リーフェは、お茶を一口飲んで口を尖らした。


「半年俺と一緒に過ごしたら、リーフェも俺と離れたくなくなるかもよ。そしたら婚約解消して、うちに来いよ」


リーフェは目を見開いてニークを見た後―――呆れたように溜息を吐いた。


「あのねえ、私婚約したばかりなんだけど。どうしちゃったの?ニークらしくない」


ニークは、ニヤリと嗤った。


「俺は元々こういう人間さ。今までリーフェに遠慮して本音を言わなかったんだ。

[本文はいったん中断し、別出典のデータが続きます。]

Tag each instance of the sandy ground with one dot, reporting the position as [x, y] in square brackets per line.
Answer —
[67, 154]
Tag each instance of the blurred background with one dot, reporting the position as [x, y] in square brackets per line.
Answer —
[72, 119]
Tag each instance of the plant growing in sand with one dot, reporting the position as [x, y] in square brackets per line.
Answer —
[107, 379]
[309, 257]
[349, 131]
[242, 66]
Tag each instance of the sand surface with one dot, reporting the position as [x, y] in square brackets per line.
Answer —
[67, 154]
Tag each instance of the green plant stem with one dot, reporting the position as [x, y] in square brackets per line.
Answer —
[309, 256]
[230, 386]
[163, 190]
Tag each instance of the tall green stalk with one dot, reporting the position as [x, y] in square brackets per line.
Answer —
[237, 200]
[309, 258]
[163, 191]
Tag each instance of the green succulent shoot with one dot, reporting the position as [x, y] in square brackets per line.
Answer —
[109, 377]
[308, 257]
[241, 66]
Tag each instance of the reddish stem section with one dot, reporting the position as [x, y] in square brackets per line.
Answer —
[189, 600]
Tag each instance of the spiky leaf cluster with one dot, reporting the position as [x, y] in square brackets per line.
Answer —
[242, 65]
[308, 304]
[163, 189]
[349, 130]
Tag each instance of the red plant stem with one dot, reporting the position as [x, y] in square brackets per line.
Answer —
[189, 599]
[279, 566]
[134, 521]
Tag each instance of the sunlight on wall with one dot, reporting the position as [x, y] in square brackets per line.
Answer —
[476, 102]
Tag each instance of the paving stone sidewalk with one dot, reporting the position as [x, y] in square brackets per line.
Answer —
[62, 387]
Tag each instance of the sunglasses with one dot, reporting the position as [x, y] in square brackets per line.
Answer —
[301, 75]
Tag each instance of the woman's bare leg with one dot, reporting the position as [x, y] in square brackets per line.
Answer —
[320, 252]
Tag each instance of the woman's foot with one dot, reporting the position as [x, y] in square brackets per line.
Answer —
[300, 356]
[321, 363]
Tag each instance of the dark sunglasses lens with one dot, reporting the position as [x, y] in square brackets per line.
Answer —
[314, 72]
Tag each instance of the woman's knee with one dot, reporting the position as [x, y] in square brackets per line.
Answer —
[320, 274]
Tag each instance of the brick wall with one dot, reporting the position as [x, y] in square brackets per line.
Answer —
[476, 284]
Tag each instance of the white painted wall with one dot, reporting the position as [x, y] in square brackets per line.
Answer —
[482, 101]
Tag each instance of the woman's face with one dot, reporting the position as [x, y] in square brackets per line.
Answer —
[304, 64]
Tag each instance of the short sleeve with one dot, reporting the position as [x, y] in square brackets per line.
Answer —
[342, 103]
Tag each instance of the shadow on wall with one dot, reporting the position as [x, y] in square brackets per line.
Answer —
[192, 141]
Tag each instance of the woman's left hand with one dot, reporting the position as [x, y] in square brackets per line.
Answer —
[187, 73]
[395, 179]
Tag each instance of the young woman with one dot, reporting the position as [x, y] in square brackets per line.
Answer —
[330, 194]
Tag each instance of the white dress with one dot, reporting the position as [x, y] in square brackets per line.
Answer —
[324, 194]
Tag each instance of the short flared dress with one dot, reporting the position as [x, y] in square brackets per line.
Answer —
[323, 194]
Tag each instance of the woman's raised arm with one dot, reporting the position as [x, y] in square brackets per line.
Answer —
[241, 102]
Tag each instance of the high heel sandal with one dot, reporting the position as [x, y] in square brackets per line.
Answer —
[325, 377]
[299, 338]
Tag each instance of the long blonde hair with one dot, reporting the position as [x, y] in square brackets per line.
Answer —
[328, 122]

『最後の最後まで、諦めない』っていうのが……うちの流派の極意だからな」

「カルス流の神髄って『水流握剛ながれるみずはごうをもつかむ』じゃ、無かったっけ?」

「よくわかってるな。やっぱり、うちの嫁になるべきだな」

「……ニーク、クラース様みたい」


困ったように眉を下げたリーフェに、今度はニークが溜息を吐いた。


「いや、あの方と一緒にしないで。そこまで節操無しじゃない。リーフェしか口説いてないし」

「くど……」


リーフェは、真っ赤になって口を閉ざした。

髪をなぶる風の温度が下がったようだ。アールデルス邸の庭に設置されたテーブルが少し冷たい。リーフェはハっとして立ち上がった。



「……それどころじゃ無かったわ。学院の農場の世話に行かなきゃ。あ、ニークはどうせ私の護衛で一緒に行くのだから、水撒きくらい手伝えるわよね。じゃ半年間よろしくね!」


急に自分を取り戻したリーフェから、先ほどまでの萎らしさ消え去っていた。


「それどころじゃないって、ひどいな……普通、護衛は水撒きなんてしないんだけど」


ぶつぶつ言いながら、ニークはリーフェの後を追った。

そして結局、水撒きだけでなく草取りも手伝う羽目になったのだ。


「やっぱりこの仕打ち、酷いわ……」


ニークは農場で草を摘みながら、そう呟いたのだった。